Recent developments in X-ray diffraction/scattering computed tomography for materials science

Abstract

X-ray diffraction/scattering computed tomography (XDS-CT) methods are a non-destructive class of chemical imaging techniques that have the capacity to provide reconstructions of sample cross-sections with spatially resolved chemical information. While X-ray diffraction CT (XRD-CT) is the most well-established method, recent advances in instrumentation and data reconstruction have seen greater use of related techniques like small angle X-ray scattering CT and pair distribution function CT. Additionally, the adoption of machine learning techniques for tomographic reconstruction and data analysis are fundamentally disrupting how XDS-CT data is processed. The following narrative review highlights recent developments and applications of XDS-CT with a focus on studies in the last five years. This article is part of the theme issue 'Exploring the length scales, timescales and chemistry of challenging materials (Part 2)'.
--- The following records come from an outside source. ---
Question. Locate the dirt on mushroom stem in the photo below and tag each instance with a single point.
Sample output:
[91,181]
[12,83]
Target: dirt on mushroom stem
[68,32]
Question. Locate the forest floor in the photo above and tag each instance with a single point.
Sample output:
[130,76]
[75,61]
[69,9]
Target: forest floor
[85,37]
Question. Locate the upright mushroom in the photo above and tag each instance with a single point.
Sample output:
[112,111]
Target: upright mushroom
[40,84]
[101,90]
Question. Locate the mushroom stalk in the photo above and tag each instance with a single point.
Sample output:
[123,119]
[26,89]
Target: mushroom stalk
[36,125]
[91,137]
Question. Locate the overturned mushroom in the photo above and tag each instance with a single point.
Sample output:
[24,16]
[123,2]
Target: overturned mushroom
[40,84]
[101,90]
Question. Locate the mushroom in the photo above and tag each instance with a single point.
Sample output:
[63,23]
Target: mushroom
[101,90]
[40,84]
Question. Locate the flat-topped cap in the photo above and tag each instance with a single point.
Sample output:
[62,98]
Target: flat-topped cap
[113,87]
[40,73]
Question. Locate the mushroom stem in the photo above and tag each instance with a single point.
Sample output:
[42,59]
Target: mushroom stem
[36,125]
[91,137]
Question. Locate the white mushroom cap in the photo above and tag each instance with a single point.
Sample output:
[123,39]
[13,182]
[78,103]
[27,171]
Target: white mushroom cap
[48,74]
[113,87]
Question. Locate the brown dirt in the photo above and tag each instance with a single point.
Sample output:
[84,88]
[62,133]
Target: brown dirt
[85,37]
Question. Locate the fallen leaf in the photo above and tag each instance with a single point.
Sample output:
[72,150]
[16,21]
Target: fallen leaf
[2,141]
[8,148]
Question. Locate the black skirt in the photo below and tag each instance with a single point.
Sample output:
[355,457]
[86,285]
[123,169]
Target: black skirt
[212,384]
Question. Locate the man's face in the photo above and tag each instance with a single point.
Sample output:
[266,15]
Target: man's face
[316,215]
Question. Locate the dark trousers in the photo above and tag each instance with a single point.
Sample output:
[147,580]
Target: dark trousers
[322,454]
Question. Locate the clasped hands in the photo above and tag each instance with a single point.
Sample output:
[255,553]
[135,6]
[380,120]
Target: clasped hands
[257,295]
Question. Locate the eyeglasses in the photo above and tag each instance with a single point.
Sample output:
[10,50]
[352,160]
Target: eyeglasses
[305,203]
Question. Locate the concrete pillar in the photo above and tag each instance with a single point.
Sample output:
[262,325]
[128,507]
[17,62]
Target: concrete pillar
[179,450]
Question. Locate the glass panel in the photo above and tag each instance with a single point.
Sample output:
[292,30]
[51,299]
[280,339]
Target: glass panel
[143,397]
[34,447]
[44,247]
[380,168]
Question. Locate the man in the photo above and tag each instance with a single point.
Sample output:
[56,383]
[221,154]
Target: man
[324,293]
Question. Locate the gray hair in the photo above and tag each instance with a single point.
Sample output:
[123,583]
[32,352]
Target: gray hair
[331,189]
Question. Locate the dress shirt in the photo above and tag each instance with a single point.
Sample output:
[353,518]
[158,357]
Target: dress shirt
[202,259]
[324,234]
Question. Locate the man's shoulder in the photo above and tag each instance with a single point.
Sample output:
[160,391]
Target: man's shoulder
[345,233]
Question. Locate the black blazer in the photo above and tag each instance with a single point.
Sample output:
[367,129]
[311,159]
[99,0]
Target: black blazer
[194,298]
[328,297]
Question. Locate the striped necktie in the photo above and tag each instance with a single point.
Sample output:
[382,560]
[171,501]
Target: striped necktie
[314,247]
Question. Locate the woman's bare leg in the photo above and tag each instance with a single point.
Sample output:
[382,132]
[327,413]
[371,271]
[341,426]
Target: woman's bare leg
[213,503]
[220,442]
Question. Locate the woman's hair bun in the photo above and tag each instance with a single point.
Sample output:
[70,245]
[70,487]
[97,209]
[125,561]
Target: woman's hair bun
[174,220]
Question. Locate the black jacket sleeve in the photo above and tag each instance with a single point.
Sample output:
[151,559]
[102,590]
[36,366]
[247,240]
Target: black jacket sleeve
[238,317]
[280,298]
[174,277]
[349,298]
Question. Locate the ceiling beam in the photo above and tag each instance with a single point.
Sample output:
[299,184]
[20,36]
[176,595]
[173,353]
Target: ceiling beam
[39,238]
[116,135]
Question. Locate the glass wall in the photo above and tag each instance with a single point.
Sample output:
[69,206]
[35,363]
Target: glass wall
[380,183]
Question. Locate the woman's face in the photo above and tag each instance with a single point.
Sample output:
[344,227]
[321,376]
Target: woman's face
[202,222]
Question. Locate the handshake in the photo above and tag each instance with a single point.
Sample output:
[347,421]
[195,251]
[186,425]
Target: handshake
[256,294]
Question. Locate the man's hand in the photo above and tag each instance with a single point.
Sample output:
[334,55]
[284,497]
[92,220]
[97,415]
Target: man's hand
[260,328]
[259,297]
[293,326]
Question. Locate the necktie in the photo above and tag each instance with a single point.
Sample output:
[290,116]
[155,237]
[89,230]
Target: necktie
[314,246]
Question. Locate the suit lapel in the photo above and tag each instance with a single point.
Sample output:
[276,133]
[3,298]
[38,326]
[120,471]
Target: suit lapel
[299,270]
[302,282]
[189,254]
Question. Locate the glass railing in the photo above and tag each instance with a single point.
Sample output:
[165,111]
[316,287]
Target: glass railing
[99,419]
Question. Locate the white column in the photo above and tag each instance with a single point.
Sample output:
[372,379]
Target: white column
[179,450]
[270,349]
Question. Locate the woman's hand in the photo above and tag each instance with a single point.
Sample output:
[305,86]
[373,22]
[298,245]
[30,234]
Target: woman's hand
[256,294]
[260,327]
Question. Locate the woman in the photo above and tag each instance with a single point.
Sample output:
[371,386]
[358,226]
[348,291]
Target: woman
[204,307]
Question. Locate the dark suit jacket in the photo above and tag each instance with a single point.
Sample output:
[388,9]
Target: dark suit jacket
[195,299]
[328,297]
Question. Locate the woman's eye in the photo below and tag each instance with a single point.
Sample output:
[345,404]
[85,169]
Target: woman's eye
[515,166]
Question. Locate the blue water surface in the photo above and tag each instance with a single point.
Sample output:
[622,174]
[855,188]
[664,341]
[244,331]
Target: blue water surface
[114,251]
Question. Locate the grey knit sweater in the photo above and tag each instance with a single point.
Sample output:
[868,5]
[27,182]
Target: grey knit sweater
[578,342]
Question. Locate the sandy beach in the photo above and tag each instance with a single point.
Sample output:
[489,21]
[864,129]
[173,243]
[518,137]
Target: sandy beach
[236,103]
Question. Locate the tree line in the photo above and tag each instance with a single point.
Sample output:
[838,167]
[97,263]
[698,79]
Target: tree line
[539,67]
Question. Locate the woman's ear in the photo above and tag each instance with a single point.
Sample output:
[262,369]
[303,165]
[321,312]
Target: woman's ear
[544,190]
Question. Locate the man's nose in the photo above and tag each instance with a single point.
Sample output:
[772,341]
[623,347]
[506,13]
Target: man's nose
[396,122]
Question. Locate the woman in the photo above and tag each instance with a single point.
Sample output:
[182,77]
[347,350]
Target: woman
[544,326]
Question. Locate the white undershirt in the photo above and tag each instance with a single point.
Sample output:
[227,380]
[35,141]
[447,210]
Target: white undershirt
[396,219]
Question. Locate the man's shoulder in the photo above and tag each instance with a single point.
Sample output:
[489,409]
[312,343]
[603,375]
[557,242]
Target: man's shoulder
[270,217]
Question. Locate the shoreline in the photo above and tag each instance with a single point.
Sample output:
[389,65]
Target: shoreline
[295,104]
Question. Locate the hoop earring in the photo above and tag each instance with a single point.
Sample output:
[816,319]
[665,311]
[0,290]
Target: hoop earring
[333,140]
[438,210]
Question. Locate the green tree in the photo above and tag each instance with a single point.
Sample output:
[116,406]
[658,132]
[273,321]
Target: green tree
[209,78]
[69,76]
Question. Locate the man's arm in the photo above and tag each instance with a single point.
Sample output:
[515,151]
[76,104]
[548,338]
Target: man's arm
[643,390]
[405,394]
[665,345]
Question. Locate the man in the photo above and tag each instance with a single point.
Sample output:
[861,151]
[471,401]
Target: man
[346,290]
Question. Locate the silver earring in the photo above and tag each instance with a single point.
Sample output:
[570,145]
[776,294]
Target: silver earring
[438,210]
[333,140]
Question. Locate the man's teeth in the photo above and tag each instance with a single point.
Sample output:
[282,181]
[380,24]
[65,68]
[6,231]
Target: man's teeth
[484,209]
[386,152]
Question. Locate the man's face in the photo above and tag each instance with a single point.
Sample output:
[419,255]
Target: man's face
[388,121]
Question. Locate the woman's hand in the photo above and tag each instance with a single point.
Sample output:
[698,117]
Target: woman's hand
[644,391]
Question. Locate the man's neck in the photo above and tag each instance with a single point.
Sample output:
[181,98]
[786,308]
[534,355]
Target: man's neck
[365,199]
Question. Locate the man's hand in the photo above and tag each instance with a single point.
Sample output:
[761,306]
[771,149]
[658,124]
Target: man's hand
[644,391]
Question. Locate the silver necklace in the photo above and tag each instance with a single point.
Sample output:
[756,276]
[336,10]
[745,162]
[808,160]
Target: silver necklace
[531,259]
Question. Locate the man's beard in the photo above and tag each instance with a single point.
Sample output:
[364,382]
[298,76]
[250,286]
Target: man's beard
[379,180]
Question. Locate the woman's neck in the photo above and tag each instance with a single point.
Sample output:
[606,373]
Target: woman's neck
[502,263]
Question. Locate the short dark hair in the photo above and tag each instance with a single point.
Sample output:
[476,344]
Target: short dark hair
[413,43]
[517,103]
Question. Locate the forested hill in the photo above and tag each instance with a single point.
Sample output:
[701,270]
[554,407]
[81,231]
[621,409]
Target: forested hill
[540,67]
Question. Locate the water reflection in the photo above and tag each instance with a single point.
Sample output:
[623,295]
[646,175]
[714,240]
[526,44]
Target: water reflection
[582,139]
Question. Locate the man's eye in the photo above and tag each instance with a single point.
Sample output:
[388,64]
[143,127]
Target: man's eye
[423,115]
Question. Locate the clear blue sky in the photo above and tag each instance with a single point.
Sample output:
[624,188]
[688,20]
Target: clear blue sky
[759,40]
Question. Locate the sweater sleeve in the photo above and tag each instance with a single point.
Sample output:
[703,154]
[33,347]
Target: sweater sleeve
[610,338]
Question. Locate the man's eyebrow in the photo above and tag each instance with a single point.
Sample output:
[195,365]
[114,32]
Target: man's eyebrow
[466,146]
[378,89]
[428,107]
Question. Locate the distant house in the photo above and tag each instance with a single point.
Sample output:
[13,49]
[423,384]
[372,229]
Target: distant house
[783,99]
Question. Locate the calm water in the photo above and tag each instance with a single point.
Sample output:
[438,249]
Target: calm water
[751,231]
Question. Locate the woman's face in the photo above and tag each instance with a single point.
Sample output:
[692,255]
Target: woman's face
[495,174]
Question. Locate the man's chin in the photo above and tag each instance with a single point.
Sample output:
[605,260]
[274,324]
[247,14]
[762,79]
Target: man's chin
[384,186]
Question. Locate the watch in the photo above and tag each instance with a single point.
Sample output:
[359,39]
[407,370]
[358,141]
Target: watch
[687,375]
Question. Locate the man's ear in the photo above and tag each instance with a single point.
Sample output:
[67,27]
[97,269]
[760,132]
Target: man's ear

Keywords: X-ray; XRD-CT; chemical imaging; diffraction; scattering; tomography.

Figure 1.

Summary of XRD-CT data acquisition and reconstruction. Note the following terms in the above for R (rotation), T (translation), d (observation points) and FBP (filtered back projection).

Figure 2.

XRD-CT exemplar in Li-ion batteries showing spatial distribution of all components in a pristine NMC532 AAA battery cell where (P) and (S) indicate the primary and secondary phase components. Reproduced from Vamvakeros et al. [82].

Figure 3.

PDF-CT exemplar in Fischer–Tropsch catalyst. Reconstructed two-dimensional integrated Fourier transform intensity maps based on the intensity of the Co–Co scattering features at approximately 3 Å (CoO) and 2.5 Å fcc Co are shown under reduction and during FT conditions as a function of temperature and time. Note corresponding XRD-CT data shown in the left panel. Reproduced from Senecal et al. [126].

Figure 4.

XRD-CT exemplar from a microparticle of van Gogh's Wheat Stack Under a Cloudy Sky (1889) (left) (a) Photograph of Wheat Stack Under a Cloudy Sky by Van Gogh (October 1889, oil on canvas, Kröller-Müller Museum, NL) with white circle denoting sample area and b/c) detail of paint sample. (Right) XRD-CT reconstructions of (a) projected and (b) internal crystalline distribution of the paint sample. Reproduced from Vanmeert et al. with permission from John Wiley & Sons [135].

Figure 5.

XRD-CT and XRF-CT reconstructions in cortical bone. Ca XRF-CT 3D renders in (a) and (b) and XRF-CT slices in (c) and (d). (e) Examples of reconstructed diffractograms originating from the points marked with circled crosses in f. (f) Rietveld scale factor (f) and integrated background (g). Reproduced from Palle et al. [148] with permission from Elsevier.

Figure 6.

SAXS-TT exemplar in murine neuronal matter. Myelin peaks (2) from the cervical portion of a spinal cord (1) are scanned to produce two-dimensional SAXS projections (3), which are reconstructed to form tensor tomograms providing three-dimensional fibre orientations per voxel (4). Reproduced from Giorgiadis et al. [46].

Figure 7.

XRD-CT data analysis using the CNN PQ-Net in a model multiphase NiO-PdO-CeO₂-ZrO₂-Al₂O₃ catalytic system. Crystallite size and lattice parameter maps for CeO₂ and ZrO₂ obtained with the Rietveld method (a), results obtained with the PQ-Net (b), their absolute difference (c). Reproduced from Dong et al. [171].